El hombre inepto que se
aventura en la liza política y social tiene apetitos urgentes: el éxito. No
sospecha que existe otra cosa, la gloria, ambicionada solamente por las personas
superiores. Aquel es un triunfo efímero, al contado: esta es definitiva. El inepto
mendiga; la otra se conquista.
Los mediocres de todos los
tiempos son enemigas del hombre virtuoso: prefieren el honesto y lo encumbran
como ejemplo. La virtud eleva sobre la moral corriente; implica cierta
aristocracia del corazón, propia del talento moral; el virtuoso se anticipa a
alguna forma de perfección futura y le sacrifica los automatismos consolidados
por el hábito. El honesto, en cambio, es pasivo, aunque permanece por debajo de
quien practica activamente alguna virtud y orienta su vida hacia algún ideal limitándose
a respetar los prejuicios que lo asfixian.
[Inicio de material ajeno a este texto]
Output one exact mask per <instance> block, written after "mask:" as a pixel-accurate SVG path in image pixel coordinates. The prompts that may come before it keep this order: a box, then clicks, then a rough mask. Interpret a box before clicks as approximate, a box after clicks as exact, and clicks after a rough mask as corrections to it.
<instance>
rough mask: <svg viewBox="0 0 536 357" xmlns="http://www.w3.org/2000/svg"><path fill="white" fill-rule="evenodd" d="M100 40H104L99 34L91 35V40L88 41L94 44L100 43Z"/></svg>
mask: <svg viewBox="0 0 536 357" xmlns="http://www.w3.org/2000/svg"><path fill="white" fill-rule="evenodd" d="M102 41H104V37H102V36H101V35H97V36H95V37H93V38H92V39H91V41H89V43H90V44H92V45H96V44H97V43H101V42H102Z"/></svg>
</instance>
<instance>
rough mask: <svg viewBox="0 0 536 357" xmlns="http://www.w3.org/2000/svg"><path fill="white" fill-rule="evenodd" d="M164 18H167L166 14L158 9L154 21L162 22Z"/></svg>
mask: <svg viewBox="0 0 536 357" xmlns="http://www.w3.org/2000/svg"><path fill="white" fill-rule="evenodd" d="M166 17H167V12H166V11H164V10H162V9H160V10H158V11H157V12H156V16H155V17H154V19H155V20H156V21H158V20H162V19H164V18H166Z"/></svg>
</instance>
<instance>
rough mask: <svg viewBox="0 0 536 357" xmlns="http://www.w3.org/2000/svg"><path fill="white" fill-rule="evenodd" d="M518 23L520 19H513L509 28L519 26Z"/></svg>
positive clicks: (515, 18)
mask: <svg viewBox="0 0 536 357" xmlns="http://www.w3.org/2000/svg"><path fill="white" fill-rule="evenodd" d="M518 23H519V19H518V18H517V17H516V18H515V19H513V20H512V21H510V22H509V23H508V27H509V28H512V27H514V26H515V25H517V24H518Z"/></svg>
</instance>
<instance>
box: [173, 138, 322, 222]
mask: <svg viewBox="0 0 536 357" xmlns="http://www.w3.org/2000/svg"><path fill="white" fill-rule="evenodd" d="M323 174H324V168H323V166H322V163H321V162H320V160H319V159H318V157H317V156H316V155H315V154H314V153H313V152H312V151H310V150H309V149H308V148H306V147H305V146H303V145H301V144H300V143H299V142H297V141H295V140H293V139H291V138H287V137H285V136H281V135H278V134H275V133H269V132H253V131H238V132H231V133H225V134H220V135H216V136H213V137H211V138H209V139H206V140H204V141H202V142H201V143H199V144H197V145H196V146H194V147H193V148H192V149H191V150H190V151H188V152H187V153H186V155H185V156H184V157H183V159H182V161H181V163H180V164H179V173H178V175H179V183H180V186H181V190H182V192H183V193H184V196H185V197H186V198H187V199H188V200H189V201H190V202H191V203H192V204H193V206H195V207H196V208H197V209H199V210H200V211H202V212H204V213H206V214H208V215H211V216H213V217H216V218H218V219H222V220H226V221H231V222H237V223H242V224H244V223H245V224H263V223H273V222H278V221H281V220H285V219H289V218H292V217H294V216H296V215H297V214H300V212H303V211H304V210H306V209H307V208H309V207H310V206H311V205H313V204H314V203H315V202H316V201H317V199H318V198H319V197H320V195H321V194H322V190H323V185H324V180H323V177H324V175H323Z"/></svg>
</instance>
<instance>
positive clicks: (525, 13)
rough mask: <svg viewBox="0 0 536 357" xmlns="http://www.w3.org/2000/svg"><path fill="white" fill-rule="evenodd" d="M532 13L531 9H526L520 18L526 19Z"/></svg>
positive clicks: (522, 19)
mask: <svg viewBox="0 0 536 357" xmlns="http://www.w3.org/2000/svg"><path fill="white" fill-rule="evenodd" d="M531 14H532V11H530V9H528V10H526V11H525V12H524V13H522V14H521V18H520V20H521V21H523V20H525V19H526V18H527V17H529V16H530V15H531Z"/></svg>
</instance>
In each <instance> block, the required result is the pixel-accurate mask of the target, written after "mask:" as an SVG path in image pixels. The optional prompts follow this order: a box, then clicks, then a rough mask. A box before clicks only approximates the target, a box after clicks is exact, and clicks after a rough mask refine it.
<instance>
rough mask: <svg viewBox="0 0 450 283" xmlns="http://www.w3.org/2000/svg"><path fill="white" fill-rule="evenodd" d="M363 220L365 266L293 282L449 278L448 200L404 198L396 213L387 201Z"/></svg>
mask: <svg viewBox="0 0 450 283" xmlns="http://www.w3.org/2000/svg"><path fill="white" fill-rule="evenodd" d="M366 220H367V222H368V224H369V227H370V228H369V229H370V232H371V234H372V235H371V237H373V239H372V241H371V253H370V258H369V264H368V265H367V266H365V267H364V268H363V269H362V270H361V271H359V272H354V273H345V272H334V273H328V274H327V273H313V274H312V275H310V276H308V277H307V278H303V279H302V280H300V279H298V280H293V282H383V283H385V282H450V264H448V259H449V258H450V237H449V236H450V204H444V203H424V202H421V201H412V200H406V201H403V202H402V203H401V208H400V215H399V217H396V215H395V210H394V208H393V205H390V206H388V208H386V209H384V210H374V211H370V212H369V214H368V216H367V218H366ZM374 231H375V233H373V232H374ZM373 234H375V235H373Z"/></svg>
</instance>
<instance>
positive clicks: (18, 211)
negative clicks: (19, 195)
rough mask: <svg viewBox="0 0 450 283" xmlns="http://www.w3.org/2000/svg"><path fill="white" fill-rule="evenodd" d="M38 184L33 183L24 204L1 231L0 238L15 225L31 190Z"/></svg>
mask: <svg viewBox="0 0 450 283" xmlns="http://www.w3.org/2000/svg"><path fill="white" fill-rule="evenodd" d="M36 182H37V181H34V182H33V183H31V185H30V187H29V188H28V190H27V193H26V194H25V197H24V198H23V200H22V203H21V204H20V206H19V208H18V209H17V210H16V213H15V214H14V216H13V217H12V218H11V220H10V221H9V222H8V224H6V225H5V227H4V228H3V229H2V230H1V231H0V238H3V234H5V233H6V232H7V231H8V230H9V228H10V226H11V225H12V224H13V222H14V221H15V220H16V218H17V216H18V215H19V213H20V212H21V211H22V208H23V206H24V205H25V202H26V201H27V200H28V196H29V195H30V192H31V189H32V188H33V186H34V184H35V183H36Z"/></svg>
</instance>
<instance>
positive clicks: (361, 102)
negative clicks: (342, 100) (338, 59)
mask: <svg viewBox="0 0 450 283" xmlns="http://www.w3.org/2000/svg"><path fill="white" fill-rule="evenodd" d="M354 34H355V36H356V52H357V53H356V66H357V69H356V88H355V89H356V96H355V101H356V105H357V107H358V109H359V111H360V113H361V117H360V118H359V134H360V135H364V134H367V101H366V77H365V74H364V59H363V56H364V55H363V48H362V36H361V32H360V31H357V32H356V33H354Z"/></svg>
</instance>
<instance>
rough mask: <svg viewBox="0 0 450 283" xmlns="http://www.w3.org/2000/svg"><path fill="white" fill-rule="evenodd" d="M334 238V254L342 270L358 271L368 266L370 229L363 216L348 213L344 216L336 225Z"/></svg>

Admirar al hombre honesto es
rebajarse; adorarlo es envilecerse.
Siempre hay ineptos. Son
perennes. Lo que varía es su prestigio y su influencia. En las épocas de exaltación
renovadora se muestran humildes, son tolerados; nadie los nota, no osan
inmiscuirse en nada. Cuando se entibian los ideales y se reemplaza lo
cualitativo por lo cuantitativo, se empieza a contar con ellos. Se aperciben
entonces de su nuecero, se mancomunan en grupos, se arrebañan en partidos.
Crece su influencia en la justa medida en que el clima se atempera; el sabio es
igualado al analfabeto, el rebelde al lacayo, el poeta al prestamista. La mediocridad
se condensa, se convierte en sistema, es incontrastable.